Durante mi adolescencia los jóvenes
éramos austeros en el gasto, sobre todo porque nuestros padres debían repartir
lo poco que tenían entre muchos hijos y por lo tanto para los paseos debíamos
hacer rendir lo poco que nos daban en la casa. Para cualquier programa nos
echábamos tres pesos al bolsillo y confiábamos en que nada nos faltaría. En un
principio los paseos a la costa atlántica los hacíamos en transporte público,
recorridos que duraban una eternidad en buses incómodos y obsoletos, y después
en el carro de alguno de la barra a quien se lo prestaban en la casa; viajar
por carretera era muy económico, y gasolina y peajes ni se tenían en cuenta en
el presupuesto.
Pero volvamos al cuento.
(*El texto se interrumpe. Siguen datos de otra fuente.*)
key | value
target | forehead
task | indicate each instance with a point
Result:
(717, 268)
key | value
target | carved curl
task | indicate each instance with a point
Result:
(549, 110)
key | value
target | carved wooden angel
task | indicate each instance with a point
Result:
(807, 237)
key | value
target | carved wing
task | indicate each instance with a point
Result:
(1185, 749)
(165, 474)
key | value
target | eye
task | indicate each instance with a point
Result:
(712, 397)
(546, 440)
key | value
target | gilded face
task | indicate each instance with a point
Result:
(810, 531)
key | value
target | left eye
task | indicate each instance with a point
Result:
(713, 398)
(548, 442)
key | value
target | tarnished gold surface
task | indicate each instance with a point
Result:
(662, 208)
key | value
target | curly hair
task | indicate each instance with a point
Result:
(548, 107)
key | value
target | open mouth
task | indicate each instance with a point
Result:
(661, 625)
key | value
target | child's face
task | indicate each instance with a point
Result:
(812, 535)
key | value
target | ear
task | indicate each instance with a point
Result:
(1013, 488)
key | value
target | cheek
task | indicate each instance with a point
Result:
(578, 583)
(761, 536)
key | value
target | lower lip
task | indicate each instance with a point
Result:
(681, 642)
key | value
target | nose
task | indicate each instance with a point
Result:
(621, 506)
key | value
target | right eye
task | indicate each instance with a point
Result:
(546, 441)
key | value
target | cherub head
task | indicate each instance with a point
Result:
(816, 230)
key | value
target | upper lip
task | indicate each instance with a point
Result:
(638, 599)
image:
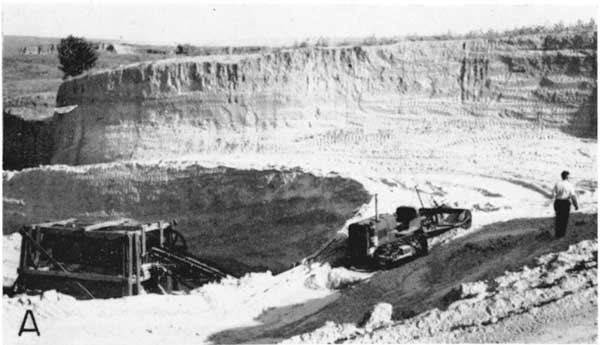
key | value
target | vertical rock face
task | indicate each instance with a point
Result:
(206, 104)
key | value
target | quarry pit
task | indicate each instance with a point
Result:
(263, 159)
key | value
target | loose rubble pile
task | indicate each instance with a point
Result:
(569, 274)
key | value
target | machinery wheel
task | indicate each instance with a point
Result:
(175, 241)
(469, 219)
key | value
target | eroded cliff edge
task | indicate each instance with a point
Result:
(226, 103)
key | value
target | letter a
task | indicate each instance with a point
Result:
(34, 329)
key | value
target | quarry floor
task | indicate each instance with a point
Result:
(504, 177)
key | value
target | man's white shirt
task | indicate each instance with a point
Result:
(563, 190)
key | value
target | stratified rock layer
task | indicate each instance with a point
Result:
(231, 103)
(243, 219)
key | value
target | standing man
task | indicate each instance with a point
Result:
(563, 194)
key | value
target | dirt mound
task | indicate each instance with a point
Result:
(246, 220)
(431, 282)
(557, 282)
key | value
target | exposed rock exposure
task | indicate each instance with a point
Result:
(231, 103)
(244, 219)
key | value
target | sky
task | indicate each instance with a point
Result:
(253, 23)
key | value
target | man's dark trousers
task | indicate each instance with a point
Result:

Ya
instalados en el campamento de La Julita, como se llamaba la finca, planeábamos
la rutina del día mientras despachábamos un generoso desayuno. Había armas para
todos, escopetas de diferente calibre, carabinas y rifles de la U, además de
munición para dar y convidar. Basta imaginar lo que serían unos muchachos a esa
edad con semejante armamento para dispararle a todo lo que se moviera, aunque
no tenemos remordimientos porque así nos criaron y culturalmente era una
conducta aceptada por todos.
En dos grupos de a tres dejábamos
el campamento con el compromiso de regresar al caer la tarde y traer pescado,
tórtolas o cualquier otro bicho que sirviera para echarle a la sopa.
Recorríamos grandes distancias y el único potrero que tratábamos de evitar era el
de las vacas recién paridas, porque las celosas madres embestían con fiereza y
tocaba salir a las carreras y meternos en un guadual, donde no pudieran atacarnos.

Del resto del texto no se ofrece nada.